The methodology used in the study was to work backward on searches conducted on Bing, Microsoft’s search engine indicating someone diagnosed with pancreatic cancer. From there, they looked for earlier queries from these Bing users which showed they were experiencing symptoms before the diagnosis. This could help in early diagnosis and  possibly be the warning signs of pancreatic cancer.

Pancreatic cancer is difficult to diagnose and most patients get a diagnosis only at later stages of cancer. The five-year survival rate is very low but catching it earlier would possibly help to prolong life in some cases. The results of the study suggest that early screening could increase the five year survival rate from 3% to 5 – 7%.

What is more interesting is that the researchers could identify 5 to 15% of the pancreatic cases based only on search queries with a false positive rate as low as one in 100,000. The low false positive rate for diagnosis is especially important to prevent high medical costs and anxiety among people.

The key point is that the new research is based on the ability of the Microsoft team to accurately distinguish between web searches that are casual or based on anxiety and those that are genuine searches for specific medical symptoms by people who are experiencing them, Dr. Horvitz noted.
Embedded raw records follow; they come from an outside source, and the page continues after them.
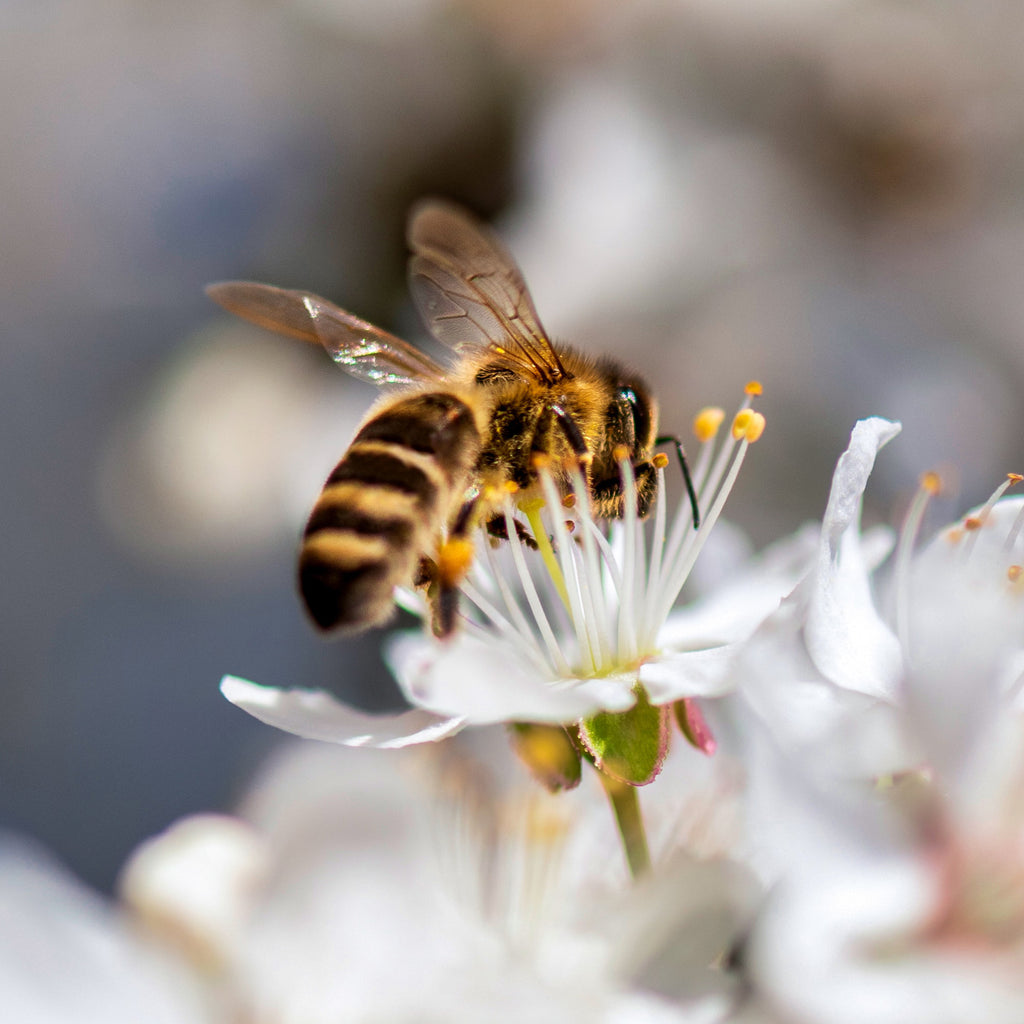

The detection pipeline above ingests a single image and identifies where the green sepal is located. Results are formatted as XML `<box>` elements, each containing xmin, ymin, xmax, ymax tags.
<box><xmin>578</xmin><ymin>686</ymin><xmax>670</xmax><ymax>786</ymax></box>
<box><xmin>507</xmin><ymin>723</ymin><xmax>582</xmax><ymax>792</ymax></box>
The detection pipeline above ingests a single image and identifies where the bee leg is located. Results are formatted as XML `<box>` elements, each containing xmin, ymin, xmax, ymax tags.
<box><xmin>431</xmin><ymin>494</ymin><xmax>480</xmax><ymax>639</ymax></box>
<box><xmin>548</xmin><ymin>402</ymin><xmax>590</xmax><ymax>471</ymax></box>
<box><xmin>414</xmin><ymin>556</ymin><xmax>437</xmax><ymax>588</ymax></box>
<box><xmin>655</xmin><ymin>435</ymin><xmax>700</xmax><ymax>529</ymax></box>
<box><xmin>485</xmin><ymin>514</ymin><xmax>540</xmax><ymax>550</ymax></box>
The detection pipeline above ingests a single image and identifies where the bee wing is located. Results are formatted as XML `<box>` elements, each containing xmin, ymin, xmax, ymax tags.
<box><xmin>206</xmin><ymin>281</ymin><xmax>447</xmax><ymax>387</ymax></box>
<box><xmin>407</xmin><ymin>201</ymin><xmax>569</xmax><ymax>384</ymax></box>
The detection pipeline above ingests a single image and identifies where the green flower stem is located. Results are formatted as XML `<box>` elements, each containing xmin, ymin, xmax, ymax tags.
<box><xmin>599</xmin><ymin>771</ymin><xmax>651</xmax><ymax>879</ymax></box>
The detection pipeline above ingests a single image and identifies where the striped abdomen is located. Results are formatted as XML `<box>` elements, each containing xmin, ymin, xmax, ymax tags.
<box><xmin>299</xmin><ymin>392</ymin><xmax>479</xmax><ymax>632</ymax></box>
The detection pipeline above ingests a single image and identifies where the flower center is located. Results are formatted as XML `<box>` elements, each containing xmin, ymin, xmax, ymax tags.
<box><xmin>455</xmin><ymin>386</ymin><xmax>765</xmax><ymax>682</ymax></box>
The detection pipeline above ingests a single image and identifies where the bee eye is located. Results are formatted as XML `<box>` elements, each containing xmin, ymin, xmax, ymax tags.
<box><xmin>617</xmin><ymin>386</ymin><xmax>650</xmax><ymax>448</ymax></box>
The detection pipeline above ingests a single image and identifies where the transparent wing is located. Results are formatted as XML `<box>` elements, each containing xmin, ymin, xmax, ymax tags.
<box><xmin>407</xmin><ymin>201</ymin><xmax>569</xmax><ymax>384</ymax></box>
<box><xmin>206</xmin><ymin>281</ymin><xmax>446</xmax><ymax>387</ymax></box>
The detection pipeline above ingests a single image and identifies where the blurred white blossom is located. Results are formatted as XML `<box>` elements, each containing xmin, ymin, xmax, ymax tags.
<box><xmin>745</xmin><ymin>477</ymin><xmax>1024</xmax><ymax>1024</ymax></box>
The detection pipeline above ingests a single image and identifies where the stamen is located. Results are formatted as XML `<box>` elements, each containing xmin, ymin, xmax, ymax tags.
<box><xmin>568</xmin><ymin>461</ymin><xmax>612</xmax><ymax>669</ymax></box>
<box><xmin>500</xmin><ymin>501</ymin><xmax>572</xmax><ymax>678</ymax></box>
<box><xmin>963</xmin><ymin>474</ymin><xmax>1021</xmax><ymax>558</ymax></box>
<box><xmin>616</xmin><ymin>450</ymin><xmax>641</xmax><ymax>666</ymax></box>
<box><xmin>538</xmin><ymin>471</ymin><xmax>600</xmax><ymax>675</ymax></box>
<box><xmin>462</xmin><ymin>553</ymin><xmax>553</xmax><ymax>675</ymax></box>
<box><xmin>520</xmin><ymin>497</ymin><xmax>568</xmax><ymax>608</ymax></box>
<box><xmin>693</xmin><ymin>407</ymin><xmax>725</xmax><ymax>445</ymax></box>
<box><xmin>459</xmin><ymin>581</ymin><xmax>552</xmax><ymax>678</ymax></box>
<box><xmin>641</xmin><ymin>463</ymin><xmax>669</xmax><ymax>650</ymax></box>
<box><xmin>1005</xmin><ymin>504</ymin><xmax>1024</xmax><ymax>555</ymax></box>
<box><xmin>895</xmin><ymin>471</ymin><xmax>942</xmax><ymax>658</ymax></box>
<box><xmin>744</xmin><ymin>380</ymin><xmax>764</xmax><ymax>397</ymax></box>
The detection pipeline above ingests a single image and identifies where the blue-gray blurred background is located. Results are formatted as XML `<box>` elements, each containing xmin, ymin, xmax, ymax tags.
<box><xmin>4</xmin><ymin>0</ymin><xmax>1024</xmax><ymax>892</ymax></box>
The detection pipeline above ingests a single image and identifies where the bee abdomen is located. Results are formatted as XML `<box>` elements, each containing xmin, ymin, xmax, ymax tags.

Currently the study is based on only a selective anonymous population of people using Bing as the search engine. To make it applicable to and accessible, the next step would be to figure out a kind of interface that would allow the users to voluntarily feed in data to allow scientists to look for red flag symptoms.

“The question, ‘What might we do? Might there be a Cortana for health some day?’” said Dr. Horvitz, in a reference to the company’s speech-oriented online personal assistant software service.

However, this would take more effort and approval from medical practitioners.

“I think the mainstream medical literature has been resistant to these kinds of studies and this kind of data,” Dr. Horvitz said. “We’re hoping that this stimulates quite a bit of interesting conversation.

As for now, the study is extremely interesting and also can be expanded to various other diseases and likewise. Hopefully, in the near future a diagnosis would merely be a mouse-click away.